Dove si produce lo Sherry?

L'area geografica in cui vengono praticati la produzione e l'invecchiamento dello Sherry è nota come Marco de Jerez. È con questo nome, infatti, che viene indicato il territorio compreso tra le città di Jerez de la Frontera, Sanlucar de Barrameda ed El Puerto de Santa Maria.

La zona vanta un terroir unico al mondo, che rende unici i vini che vi si producono. Le uve crescono su terreni a base di gesso, l'albariza, che dona una forte mineralità ai frutti. A questo si aggiunga la vicinanza con il mare, che rende ancora più sapidi ed eleganti i prodotti finali, e la presenza del Levante proveniente dall'Africa, che porta calore.

Storia dello Sherry

Lo Sherry è il risultato dell'impronta lasciata da diverse culture nella zona del porto di Cadice. Ma partiamo dall'inizio.

Le primi viti furono portate nella regione dai Fenici, intorno all'anno 1100 a.C. Da Xera, nome dato dai Fenici alla regione di Jerez, i vini venivano poi distribuiti in tutto il Mediterraneo, soprattutto a Roma.

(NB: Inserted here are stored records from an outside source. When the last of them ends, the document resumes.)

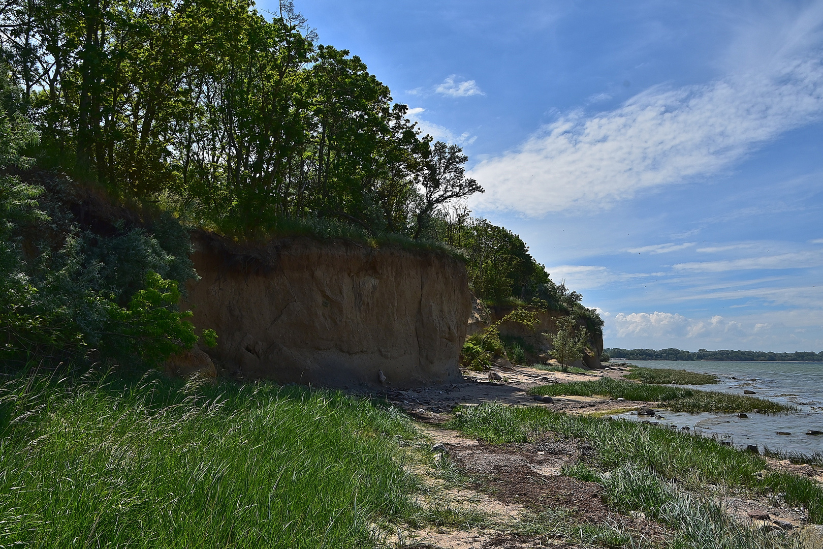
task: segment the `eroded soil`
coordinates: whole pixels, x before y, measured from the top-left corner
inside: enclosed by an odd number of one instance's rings
[[[630,534],[640,547],[665,545],[666,528],[645,519],[610,509],[603,501],[602,488],[561,474],[564,465],[573,464],[593,452],[584,441],[547,435],[528,444],[490,444],[463,437],[439,425],[452,417],[455,407],[498,402],[514,406],[540,406],[566,413],[619,413],[656,402],[616,401],[597,397],[556,397],[554,402],[535,402],[528,394],[532,387],[550,383],[593,380],[602,376],[620,379],[627,369],[610,368],[590,374],[549,372],[514,366],[494,370],[502,379],[490,381],[469,374],[466,383],[409,390],[388,390],[384,396],[420,421],[432,444],[442,443],[444,449],[435,455],[434,468],[419,471],[435,496],[425,496],[423,505],[449,505],[472,509],[489,517],[485,528],[398,528],[382,536],[389,547],[486,549],[581,547],[567,533],[550,529],[539,535],[523,533],[523,525],[546,509],[557,510],[570,523],[602,525]],[[462,486],[444,486],[438,469],[453,467],[463,476]],[[790,470],[814,478],[821,477],[820,468],[792,465],[788,461],[768,460],[773,469]],[[787,520],[796,527],[805,523],[805,512],[791,509],[768,496],[718,494],[718,499],[729,513],[751,520],[751,511],[769,513],[772,519]],[[429,498],[429,499],[427,499]],[[432,499],[433,498],[433,499]],[[759,521],[751,520],[753,526]],[[526,528],[528,529],[528,528]]]

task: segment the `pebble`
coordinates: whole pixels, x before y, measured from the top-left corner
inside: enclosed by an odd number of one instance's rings
[[[449,449],[442,442],[438,442],[436,444],[431,447],[431,453],[443,452],[444,454],[449,454]]]
[[[749,511],[746,514],[749,515],[750,519],[754,519],[755,520],[769,520],[771,519],[768,513],[764,513],[763,511]]]

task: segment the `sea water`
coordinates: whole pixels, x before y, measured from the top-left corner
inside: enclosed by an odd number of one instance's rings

Durante dominazione araba in Spagna, iniziata nel 711 e durata a Jerez per oltre cinque secoli, la produzione di vino continuò nonostante il divieto islamico di consumare bevande alcoliche. Questo perché l'alcool veniva usato per produrre unguenti e profumi, mentre l'uva veniva fatta essiccare per ottenere uva passa. Da notare che il nome con cui gli arabi chiamavano la città di Jerez era Sherish.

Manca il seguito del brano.